Mayor of Cairns
- In office 28 April 2012 – 17 November 2023
- Preceded by: Val Schier
- Succeeded by: Terry James

Leader of Cairns Unity
- In office 18 January 2012 – 17 November 2023
- Preceded by: Party established
- Succeeded by: Terry James

Personal details
- Born: Robert Charles Manning 16 October 1945 (age 80) Cairns, Queensland
- Party: Cairns Unity
- Spouse: Claire Manning
- Children: 2
- Education: Edge Hill State School; Cairns State High School;
- Alma mater: University of Southern Queensland

Military service
- Allegiance: Australia
- Branch/service: Australian Army
- Years of service: c. 1968 – 1971
- Rank: (Temporary) Lieutenant
- Unit: Royal Australian Army Medical Corps
- Battles/wars: Vietnam War (1970 – 1971)
- Service number: 1734304

= Bob Manning (mayor) =

Australian politician

Robert Charles Manning (born 16 October 1945) is an Australian former politician who served as mayor of Cairns from 2012 until his resignation in 2023.

== Early life ==
Manning was born in Cairns, and attended Edge Hill State School, and Cairns State High School. He graduated with a Bachelor of Business (Accounting) from the University of Southern Queensland. Manning served three years in the Australian Army including service in the Vietnam War from 1970 to 1971.

== Career ==
Manning's first major position was as CEO of the Longreach Shire Council for eight years. In 1984 he returned to Cairns and became Secretary and then CEO of the Cairns Port Authority (including the Cairns Airport) for eighteen years from 1984 to 2002. After resigning his role at the port as a stand against "bullying tactics" by the Queensland Government, Manning began consulting work in Jordan and South Korea. In 2004 Manning became the General Manager of NQEA Australia Pty Ltd before heading overseas again to take up the role of CEO of Hermes Airports Ltd (including Larnaca International Airport and Paphos International Airport) in Cyprus until 2008.

He has had a lengthy involvement with the Airports Council International from 1993 to 2000 (including president, vice-president and vice-chairman) and was the director/chairman of Tourism Tropical North Queensland (previously Far North Queensland Promotion Bureau) for eleven years from 1986 to 1997.

In 2012, Manning purchased nationally acclaimed company Events NQ. In February 2015, Events NQ was put into liquidation, with staff left without their entitlements and creditors unpaid.

=== Mayor ===

In January 2012, Manning announced his intention to run for mayor of Cairns at the upcoming local government elections with a team of candidates under the name "Unity 2012". Kevin Byrne, a former mayor, had previously run his team under the banner of "Cairns Unity Team". Manning considered the Unity 2012 team to be apolitical and publicly stated that Unity 2012 had no political affiliation.

Manning was successful, being elected with 55.61% of the vote. Following his victory, he borrowed $150,000 the following year from a developer lobbyist while he was facing bankruptcy — which would have automatically disqualified him from office. Queensland’s Crime and Corruption Commission (CCC) launched an investigation in February, after the state’s local government watchdog referred the matter as potential corrupt conduct. The lender was Ranjit Singh, a lawyer representing developers in some of Cairns biggest building projects. Authorities found the loan was interest-free, never formally documented and has not been repaid.

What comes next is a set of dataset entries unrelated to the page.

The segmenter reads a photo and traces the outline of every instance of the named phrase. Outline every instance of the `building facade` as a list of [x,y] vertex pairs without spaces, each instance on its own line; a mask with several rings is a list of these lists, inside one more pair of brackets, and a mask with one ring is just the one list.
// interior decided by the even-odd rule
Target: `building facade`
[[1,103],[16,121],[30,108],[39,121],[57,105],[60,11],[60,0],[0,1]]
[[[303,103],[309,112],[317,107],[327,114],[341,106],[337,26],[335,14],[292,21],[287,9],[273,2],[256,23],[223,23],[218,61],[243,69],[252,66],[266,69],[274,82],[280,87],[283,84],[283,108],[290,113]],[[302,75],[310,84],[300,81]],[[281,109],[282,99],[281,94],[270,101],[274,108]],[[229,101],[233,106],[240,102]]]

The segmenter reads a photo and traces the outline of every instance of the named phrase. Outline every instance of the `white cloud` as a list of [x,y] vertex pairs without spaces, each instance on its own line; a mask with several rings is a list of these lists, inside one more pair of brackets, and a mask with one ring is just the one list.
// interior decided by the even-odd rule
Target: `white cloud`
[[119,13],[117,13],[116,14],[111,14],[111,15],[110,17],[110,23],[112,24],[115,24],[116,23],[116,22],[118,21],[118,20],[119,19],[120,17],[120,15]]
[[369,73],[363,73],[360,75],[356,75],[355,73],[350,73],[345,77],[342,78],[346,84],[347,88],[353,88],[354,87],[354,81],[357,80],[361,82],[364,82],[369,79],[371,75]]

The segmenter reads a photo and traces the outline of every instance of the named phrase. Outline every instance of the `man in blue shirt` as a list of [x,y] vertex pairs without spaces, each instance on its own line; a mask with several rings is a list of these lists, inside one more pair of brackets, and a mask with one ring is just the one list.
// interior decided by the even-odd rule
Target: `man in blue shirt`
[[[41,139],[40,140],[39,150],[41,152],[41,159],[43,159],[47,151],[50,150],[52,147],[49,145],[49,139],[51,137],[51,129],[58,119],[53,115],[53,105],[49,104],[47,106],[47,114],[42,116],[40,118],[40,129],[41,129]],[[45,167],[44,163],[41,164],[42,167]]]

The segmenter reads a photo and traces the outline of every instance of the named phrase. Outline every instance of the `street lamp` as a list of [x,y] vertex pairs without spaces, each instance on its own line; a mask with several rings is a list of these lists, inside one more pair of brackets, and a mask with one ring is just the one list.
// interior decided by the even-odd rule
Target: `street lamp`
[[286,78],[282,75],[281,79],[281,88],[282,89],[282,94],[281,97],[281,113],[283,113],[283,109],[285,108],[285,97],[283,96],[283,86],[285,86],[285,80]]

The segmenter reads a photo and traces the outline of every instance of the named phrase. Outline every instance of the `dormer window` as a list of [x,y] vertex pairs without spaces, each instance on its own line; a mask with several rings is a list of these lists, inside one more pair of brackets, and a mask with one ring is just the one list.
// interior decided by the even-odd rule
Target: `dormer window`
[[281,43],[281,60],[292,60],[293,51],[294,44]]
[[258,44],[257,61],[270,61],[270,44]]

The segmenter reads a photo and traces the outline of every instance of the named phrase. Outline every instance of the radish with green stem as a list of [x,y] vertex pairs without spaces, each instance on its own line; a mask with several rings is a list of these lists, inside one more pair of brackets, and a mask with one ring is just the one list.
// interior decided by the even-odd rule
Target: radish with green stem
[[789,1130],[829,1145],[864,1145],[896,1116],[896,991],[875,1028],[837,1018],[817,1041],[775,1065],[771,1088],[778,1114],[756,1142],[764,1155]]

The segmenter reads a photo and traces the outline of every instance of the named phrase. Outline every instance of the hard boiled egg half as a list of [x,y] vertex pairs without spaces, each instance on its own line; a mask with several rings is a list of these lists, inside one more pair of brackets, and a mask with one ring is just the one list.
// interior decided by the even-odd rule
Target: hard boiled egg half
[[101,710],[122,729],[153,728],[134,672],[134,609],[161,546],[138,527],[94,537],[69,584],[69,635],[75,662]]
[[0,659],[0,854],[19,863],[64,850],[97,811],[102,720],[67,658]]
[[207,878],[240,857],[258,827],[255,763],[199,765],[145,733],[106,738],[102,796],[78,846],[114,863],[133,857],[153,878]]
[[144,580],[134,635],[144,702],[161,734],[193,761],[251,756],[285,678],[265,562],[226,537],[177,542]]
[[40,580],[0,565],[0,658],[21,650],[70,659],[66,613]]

Manning announced his resignation, effective immediately, on 17 November 2023. He was replaced by deputy mayor Terry James.

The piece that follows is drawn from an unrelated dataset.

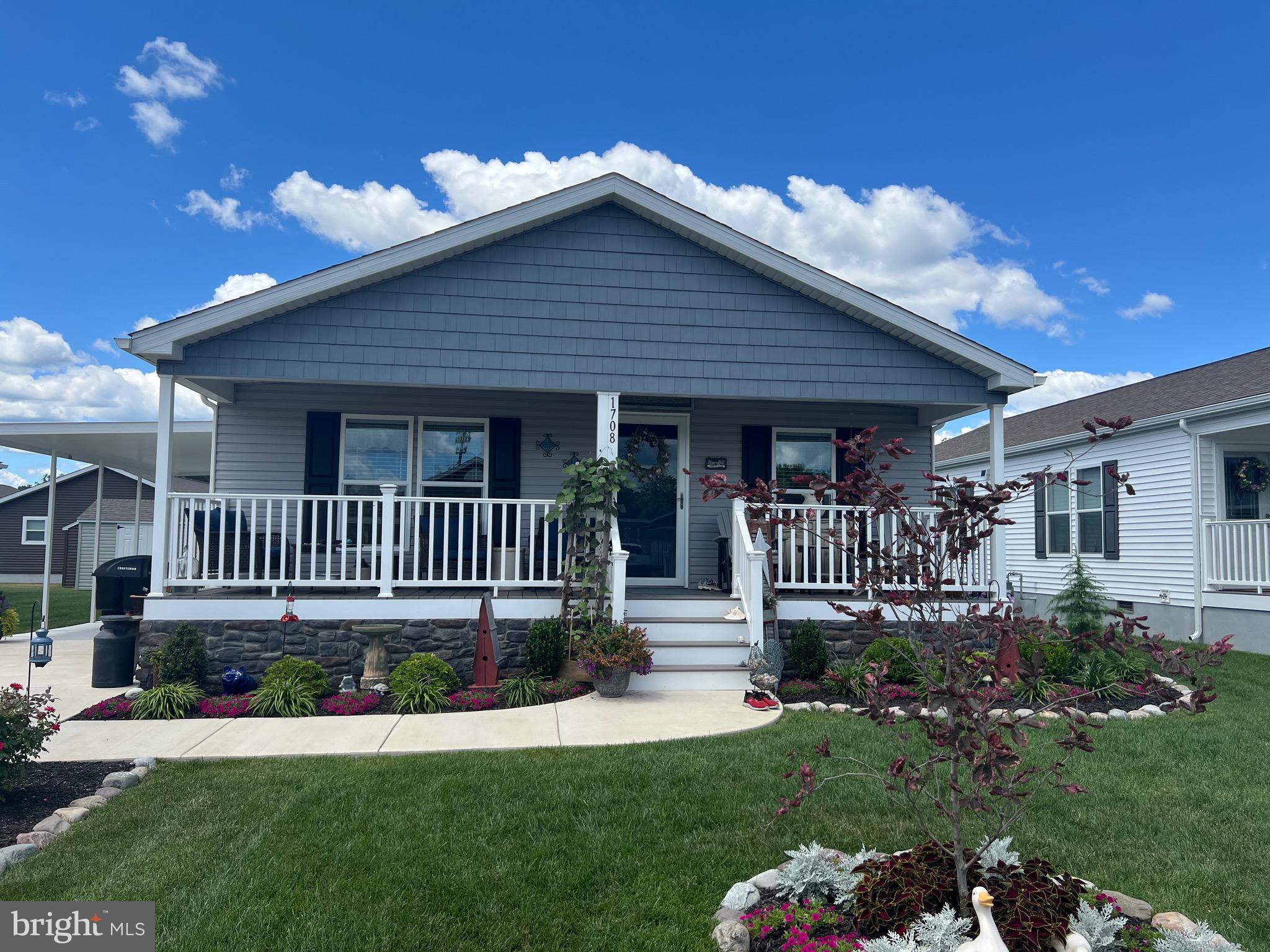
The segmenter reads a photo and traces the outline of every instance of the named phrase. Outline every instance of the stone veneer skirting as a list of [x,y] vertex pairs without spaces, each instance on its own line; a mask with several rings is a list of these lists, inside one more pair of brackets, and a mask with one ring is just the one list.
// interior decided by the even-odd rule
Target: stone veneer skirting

== Family and personal life ==
Manning is married to Claire Manning and they have two grown children, Mark and Belinda. Bob Manning's father founded Manning's Pies, a local pie shop.

== Awards ==
In 2002 Manning was awarded Cairns Citizen of the Year.

In 2004 he was awarded the Medal of the Order of Australia for "service to the community of the Cairns region through the development and promotion of the tourism, maritime and aviation industries".